No One Can Really Tell The Truth Like John Walsh
From: Baby Chelsea Clinton <firstname.lastname@example.org
Will you sign my rapidly-aging mom Hillary’s 68th birthday card, John, and chip in at least a c-note now that Uncle Joe Biden has chickened out of running ;thus making her election a sure thing!
WARNING! A-Hole corporate fat-cats who don’t make big moneybags contributions right away, my mom Hillary just told me to tell you that you won’t get any damn special corporate favors out of her once Mom and Dad inevitably return to take over the White House and switch seats in The Oval Office!
Doesn’t our family plastic surgeon do a bang-up job on my Mommy Hillary’s face as well as my Daddy Bill’s face and he is doing even a little work on my semi-pretty face, as you can plainly see!
My Mom Hillary Clinton was born way back when: 10/26/47! Please don’t anybody remind the adoring MSM how very old Hillary is getting!
Dear Blogger John Walsh,
When I was younger, my mom always made my birthdays special with lots of cheap fun! One year my Dad Bill even invited Aunt Monica Lewinsky to my party. I still remember the beautiful blue dress she was wearing…with that big stain on it!
This pre-election year I want to help do something extra special for My Mommy by convincing you to give some really big bucks to my millionaire parents’ sure thing bid to take over the White House once again!
So that I can be a member of The First Family one more time! WHEEEEE!
I know that My Mommy Hillary doesn’t care a lot about you, Mr. Walsh, because she doesn’t even know you exist outside of a name on her low-level potential donors list!
My Mom Hillary has worked so darn hard to better herself political power-wise, it would mean a lot to Little Ole Me if you give her lots and lots of greenbacks out of that big, fat wallet of yours to celebrate her 68th special birthday: Monday, Oct.26!
Will you pretty please help out Hillary’s only child ( I don’t know how many kids my Daddy Bill has and neither does he!) by signing this contributors-exclusive birthday card for my mom’s SIXTY-EIGHTH birthday? We plan currently to be kind of vague about her actual age in MSM and political blogosphere and these Hillary idolaters have promised to cooperate fully!
She doesn’t look 68, right! Much thanks to our own super-duper Plastic surgeon, Dr. XXXXXX!
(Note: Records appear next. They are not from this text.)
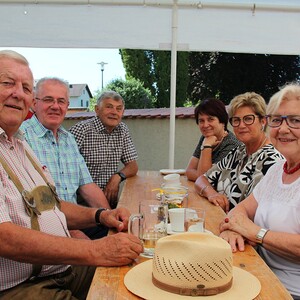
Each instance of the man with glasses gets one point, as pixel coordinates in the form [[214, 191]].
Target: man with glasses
[[57, 149]]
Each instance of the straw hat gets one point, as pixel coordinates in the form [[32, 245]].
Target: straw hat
[[191, 264]]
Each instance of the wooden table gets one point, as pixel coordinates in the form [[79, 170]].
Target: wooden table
[[108, 281]]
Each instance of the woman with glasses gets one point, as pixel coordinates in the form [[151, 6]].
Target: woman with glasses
[[216, 140], [233, 178], [270, 216]]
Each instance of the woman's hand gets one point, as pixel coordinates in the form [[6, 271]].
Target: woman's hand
[[219, 200], [235, 240], [241, 225]]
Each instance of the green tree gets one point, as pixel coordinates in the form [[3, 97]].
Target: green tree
[[225, 75], [153, 68], [132, 90]]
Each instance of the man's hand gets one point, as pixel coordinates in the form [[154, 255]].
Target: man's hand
[[118, 249], [116, 218], [242, 226], [219, 200]]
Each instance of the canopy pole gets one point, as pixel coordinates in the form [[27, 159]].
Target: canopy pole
[[173, 85]]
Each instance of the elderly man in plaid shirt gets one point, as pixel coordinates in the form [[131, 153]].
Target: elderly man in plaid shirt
[[56, 148], [105, 141]]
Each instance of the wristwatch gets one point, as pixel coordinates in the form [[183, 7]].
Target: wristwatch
[[205, 147], [260, 235], [122, 175]]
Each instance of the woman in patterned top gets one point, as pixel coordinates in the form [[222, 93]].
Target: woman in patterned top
[[233, 178], [216, 141]]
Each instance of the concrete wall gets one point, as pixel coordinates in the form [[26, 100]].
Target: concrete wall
[[151, 138]]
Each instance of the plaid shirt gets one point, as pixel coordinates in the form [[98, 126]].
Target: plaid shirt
[[12, 208], [102, 150], [61, 157]]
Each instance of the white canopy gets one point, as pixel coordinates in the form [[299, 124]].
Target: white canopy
[[269, 26]]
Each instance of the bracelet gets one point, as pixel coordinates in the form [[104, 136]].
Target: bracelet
[[202, 190], [97, 216]]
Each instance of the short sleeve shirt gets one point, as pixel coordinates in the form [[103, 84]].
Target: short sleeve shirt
[[279, 210], [103, 151], [61, 156], [229, 142], [13, 210], [236, 175]]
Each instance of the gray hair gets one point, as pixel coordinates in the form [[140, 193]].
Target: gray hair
[[14, 55], [248, 99], [56, 80], [110, 95], [282, 95]]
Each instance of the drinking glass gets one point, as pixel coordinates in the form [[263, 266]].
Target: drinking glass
[[152, 225]]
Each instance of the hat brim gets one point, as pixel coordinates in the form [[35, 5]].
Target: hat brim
[[139, 281]]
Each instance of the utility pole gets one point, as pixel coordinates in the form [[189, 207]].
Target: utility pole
[[102, 63]]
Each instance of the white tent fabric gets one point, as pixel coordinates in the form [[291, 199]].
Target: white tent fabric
[[260, 26], [231, 26]]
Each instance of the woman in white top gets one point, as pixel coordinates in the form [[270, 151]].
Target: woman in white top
[[270, 216]]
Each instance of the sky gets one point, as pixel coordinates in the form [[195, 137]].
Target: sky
[[74, 65]]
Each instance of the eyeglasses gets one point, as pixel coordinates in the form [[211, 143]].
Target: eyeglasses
[[293, 121], [248, 120], [50, 101]]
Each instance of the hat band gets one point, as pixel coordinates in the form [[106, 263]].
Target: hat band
[[198, 291]]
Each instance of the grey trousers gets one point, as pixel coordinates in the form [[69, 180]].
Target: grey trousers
[[74, 285]]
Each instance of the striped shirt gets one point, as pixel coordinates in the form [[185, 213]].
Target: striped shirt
[[103, 151], [12, 208], [60, 156]]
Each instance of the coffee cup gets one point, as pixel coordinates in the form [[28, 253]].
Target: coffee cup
[[172, 180]]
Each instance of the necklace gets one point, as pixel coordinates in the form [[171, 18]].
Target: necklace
[[262, 143], [290, 171]]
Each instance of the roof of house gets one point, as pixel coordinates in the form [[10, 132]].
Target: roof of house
[[146, 113], [77, 88]]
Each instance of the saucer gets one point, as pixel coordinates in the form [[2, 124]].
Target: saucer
[[169, 230], [172, 171]]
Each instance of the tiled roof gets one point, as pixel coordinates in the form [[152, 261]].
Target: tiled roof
[[146, 113]]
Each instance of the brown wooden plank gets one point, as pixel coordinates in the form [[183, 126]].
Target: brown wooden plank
[[108, 282]]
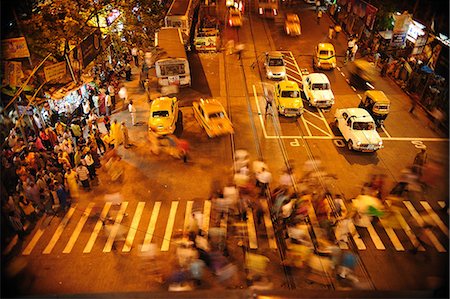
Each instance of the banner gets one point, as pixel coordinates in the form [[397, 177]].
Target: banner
[[371, 12], [15, 48], [55, 71], [90, 48], [13, 73], [400, 30]]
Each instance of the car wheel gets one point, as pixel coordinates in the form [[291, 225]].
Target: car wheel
[[350, 145]]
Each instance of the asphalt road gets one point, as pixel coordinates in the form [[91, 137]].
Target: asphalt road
[[163, 188]]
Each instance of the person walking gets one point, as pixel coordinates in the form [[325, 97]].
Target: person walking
[[135, 53], [330, 32], [132, 111], [71, 183], [319, 16], [126, 137], [337, 29], [419, 162]]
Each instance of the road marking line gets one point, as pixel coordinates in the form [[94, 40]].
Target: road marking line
[[78, 228], [187, 215], [36, 236], [435, 217], [326, 123], [314, 126], [389, 136], [133, 227], [306, 126], [259, 112], [393, 237], [59, 230], [151, 227], [313, 114], [97, 228], [252, 240], [268, 223], [206, 216], [115, 228], [420, 221], [356, 237], [169, 228]]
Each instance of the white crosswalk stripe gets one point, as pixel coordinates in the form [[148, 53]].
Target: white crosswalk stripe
[[75, 228]]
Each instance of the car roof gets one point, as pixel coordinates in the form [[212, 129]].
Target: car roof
[[377, 96], [318, 78], [325, 46], [275, 54], [289, 85], [163, 103], [212, 105], [359, 114]]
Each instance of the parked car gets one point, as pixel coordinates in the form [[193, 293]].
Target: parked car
[[234, 17], [163, 115], [324, 57], [358, 129], [211, 115], [288, 98], [292, 25], [317, 90], [274, 65]]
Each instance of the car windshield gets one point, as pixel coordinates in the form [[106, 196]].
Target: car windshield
[[320, 86], [217, 115], [161, 113], [326, 53], [290, 94], [360, 125], [276, 62]]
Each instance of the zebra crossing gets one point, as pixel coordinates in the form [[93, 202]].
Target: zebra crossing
[[403, 237], [146, 225], [134, 227]]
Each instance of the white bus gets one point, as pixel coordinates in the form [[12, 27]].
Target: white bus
[[267, 8], [172, 66], [181, 15]]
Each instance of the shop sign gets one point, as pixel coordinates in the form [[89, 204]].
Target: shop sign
[[14, 74], [112, 16], [90, 48], [55, 71], [400, 30], [415, 30], [15, 48]]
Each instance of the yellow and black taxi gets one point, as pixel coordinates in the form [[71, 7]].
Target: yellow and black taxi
[[324, 57], [377, 104], [288, 98], [292, 25], [163, 115], [211, 115]]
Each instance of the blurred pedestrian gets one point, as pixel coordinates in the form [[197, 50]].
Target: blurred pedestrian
[[330, 32], [319, 16], [337, 29], [132, 111], [126, 137]]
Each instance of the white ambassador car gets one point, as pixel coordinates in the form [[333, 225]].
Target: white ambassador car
[[358, 129]]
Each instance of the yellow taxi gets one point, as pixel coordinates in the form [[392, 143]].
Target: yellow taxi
[[324, 56], [163, 115], [211, 115], [288, 98], [292, 25]]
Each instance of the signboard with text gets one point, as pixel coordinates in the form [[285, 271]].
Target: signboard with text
[[15, 48], [55, 71]]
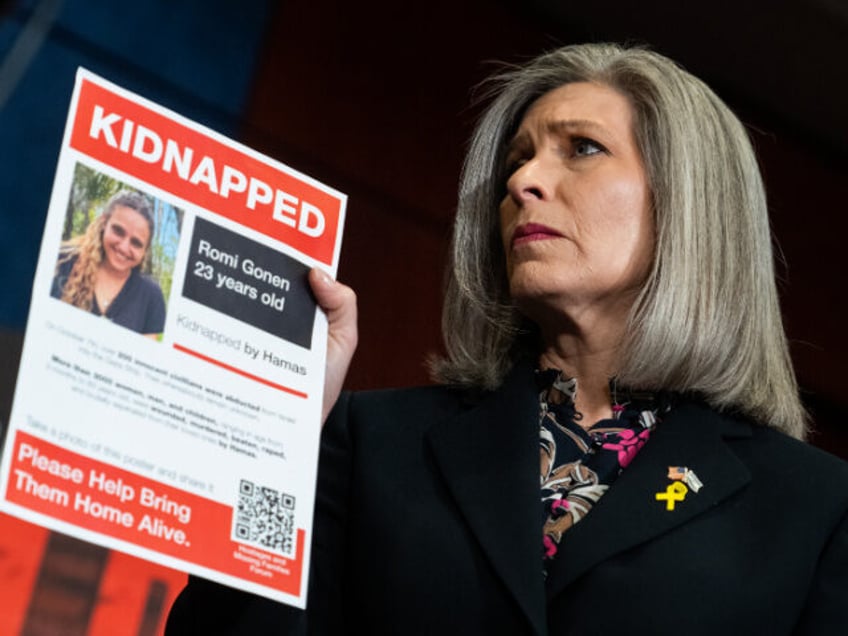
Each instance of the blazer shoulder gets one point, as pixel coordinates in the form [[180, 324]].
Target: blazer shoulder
[[424, 403]]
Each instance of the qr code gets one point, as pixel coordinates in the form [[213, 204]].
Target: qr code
[[264, 517]]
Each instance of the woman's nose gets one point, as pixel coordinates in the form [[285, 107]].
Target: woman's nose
[[528, 182]]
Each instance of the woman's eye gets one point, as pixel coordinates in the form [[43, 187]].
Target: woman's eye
[[586, 147]]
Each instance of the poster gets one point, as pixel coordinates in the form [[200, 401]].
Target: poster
[[168, 401]]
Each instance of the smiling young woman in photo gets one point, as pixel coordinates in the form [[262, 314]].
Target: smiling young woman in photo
[[100, 271]]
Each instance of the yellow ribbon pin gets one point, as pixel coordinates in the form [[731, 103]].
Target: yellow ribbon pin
[[674, 493]]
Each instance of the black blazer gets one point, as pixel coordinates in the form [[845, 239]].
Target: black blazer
[[428, 521]]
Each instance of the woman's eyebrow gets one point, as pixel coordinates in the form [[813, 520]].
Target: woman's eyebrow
[[557, 127], [560, 126]]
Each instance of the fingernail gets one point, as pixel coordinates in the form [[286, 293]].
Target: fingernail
[[325, 278]]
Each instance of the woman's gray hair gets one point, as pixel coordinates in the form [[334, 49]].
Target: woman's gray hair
[[707, 320]]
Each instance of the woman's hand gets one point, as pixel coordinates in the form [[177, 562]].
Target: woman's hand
[[339, 303]]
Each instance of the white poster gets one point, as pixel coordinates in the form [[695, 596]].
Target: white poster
[[168, 401]]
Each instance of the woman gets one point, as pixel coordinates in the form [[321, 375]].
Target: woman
[[613, 336], [100, 271]]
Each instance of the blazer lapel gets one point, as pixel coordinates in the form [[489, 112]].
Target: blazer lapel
[[489, 457], [630, 514]]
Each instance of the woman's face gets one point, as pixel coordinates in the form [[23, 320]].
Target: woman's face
[[576, 222], [125, 239]]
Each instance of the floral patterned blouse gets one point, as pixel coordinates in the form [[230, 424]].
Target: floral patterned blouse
[[579, 465]]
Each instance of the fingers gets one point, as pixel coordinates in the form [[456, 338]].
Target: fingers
[[339, 303]]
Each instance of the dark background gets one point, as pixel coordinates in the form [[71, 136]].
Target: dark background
[[375, 99]]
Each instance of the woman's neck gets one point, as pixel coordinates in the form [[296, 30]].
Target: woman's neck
[[592, 358]]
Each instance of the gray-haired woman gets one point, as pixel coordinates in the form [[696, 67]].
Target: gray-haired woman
[[614, 445]]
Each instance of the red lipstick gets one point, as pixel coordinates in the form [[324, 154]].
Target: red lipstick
[[532, 232]]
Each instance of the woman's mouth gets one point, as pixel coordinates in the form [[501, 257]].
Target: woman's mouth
[[529, 232]]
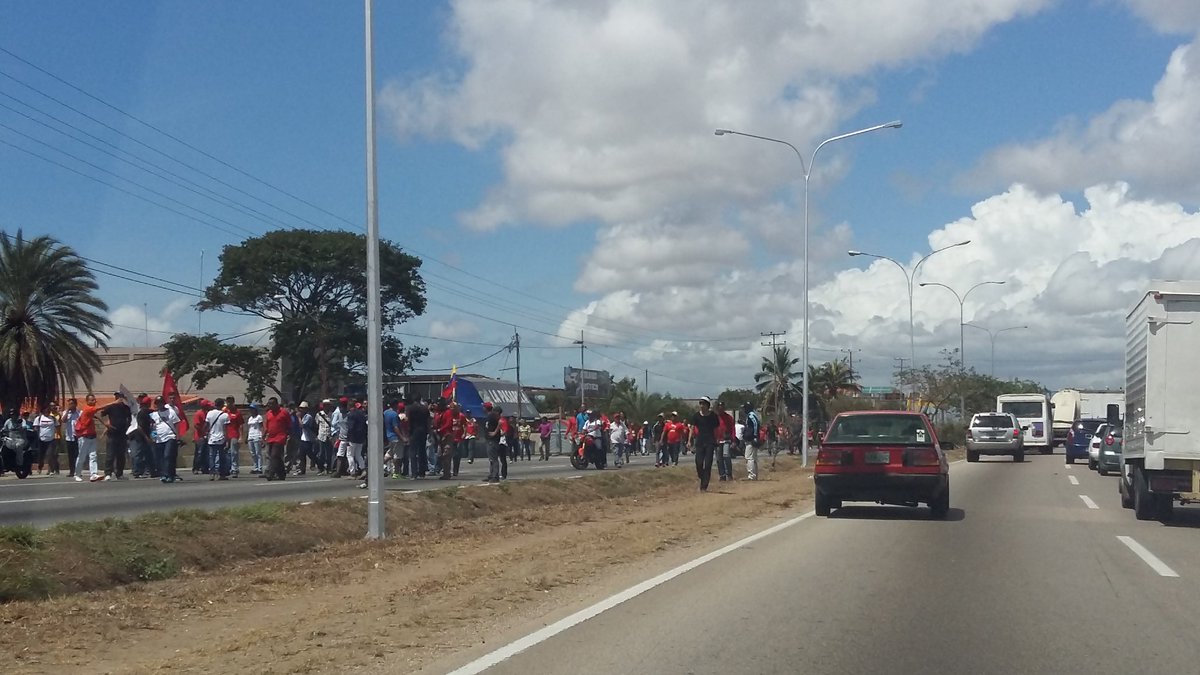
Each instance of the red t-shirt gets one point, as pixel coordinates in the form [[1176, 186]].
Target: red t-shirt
[[279, 425], [85, 426]]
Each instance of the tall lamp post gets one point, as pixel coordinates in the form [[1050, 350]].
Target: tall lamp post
[[991, 335], [963, 357], [910, 279], [808, 174]]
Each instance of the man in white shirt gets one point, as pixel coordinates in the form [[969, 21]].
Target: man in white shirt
[[166, 423], [216, 423]]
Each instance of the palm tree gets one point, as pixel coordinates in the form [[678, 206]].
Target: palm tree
[[778, 380], [51, 318]]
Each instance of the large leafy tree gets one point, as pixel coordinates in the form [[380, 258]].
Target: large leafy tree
[[778, 381], [52, 320], [311, 286]]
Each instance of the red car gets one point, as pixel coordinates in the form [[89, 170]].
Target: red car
[[885, 457]]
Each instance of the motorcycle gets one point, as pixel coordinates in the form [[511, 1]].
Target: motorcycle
[[17, 454]]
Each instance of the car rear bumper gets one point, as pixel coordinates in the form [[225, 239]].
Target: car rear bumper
[[881, 487], [1006, 447]]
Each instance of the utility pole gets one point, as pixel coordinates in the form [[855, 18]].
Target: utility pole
[[773, 342], [516, 345], [580, 342]]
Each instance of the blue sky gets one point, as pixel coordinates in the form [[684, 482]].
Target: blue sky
[[564, 153]]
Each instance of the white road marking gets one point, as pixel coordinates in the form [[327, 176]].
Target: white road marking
[[271, 483], [1146, 556], [510, 650], [35, 500]]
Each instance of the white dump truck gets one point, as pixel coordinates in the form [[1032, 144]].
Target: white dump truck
[[1161, 457]]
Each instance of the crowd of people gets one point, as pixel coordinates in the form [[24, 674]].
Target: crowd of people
[[423, 438]]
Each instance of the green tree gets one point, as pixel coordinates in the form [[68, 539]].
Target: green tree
[[52, 318], [205, 358], [311, 285], [777, 381]]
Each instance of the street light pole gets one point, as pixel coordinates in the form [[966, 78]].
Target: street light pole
[[991, 335], [910, 279], [963, 357], [376, 527], [808, 175]]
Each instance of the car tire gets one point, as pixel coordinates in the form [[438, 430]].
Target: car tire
[[823, 505], [1143, 499], [940, 507]]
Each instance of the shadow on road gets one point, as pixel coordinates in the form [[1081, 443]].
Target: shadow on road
[[892, 513]]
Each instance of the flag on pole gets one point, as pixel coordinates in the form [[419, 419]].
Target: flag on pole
[[448, 392], [171, 392]]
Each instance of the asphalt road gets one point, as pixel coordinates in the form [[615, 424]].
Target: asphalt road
[[42, 501], [1024, 577]]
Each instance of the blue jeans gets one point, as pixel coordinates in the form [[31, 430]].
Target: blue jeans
[[256, 455], [219, 459]]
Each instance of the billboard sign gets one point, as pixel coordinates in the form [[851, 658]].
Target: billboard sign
[[597, 383]]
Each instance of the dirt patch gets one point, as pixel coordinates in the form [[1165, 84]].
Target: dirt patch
[[430, 591]]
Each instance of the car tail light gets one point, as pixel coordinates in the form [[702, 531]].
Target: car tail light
[[924, 457], [834, 458]]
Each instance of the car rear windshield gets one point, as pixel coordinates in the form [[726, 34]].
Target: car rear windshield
[[993, 420], [1024, 408], [889, 429]]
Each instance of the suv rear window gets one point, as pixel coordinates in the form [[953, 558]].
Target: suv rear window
[[991, 420], [892, 429]]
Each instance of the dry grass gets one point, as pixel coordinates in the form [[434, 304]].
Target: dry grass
[[460, 566]]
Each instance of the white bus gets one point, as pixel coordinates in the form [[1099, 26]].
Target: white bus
[[1033, 411]]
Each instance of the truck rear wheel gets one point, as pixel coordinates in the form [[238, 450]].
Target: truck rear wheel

P.S. Your name will be immediately blotted out of Hillary Clinton’s 68th birthday card unless you donate at least a measly hundred bucks to her Presidential campaign and that lousily low check of yours doesn’t bounce!
Thank you … for every Clinton Campaign dime that we may have successfully managed to squeeze out of the tightwad asses of our Hillary Clinton Presidential Campaign donors so far!
As for the rest of you, thanks for nothing, you fascist jerks! How much did you give to that senile old fool Bernie Sanders’ Campaign?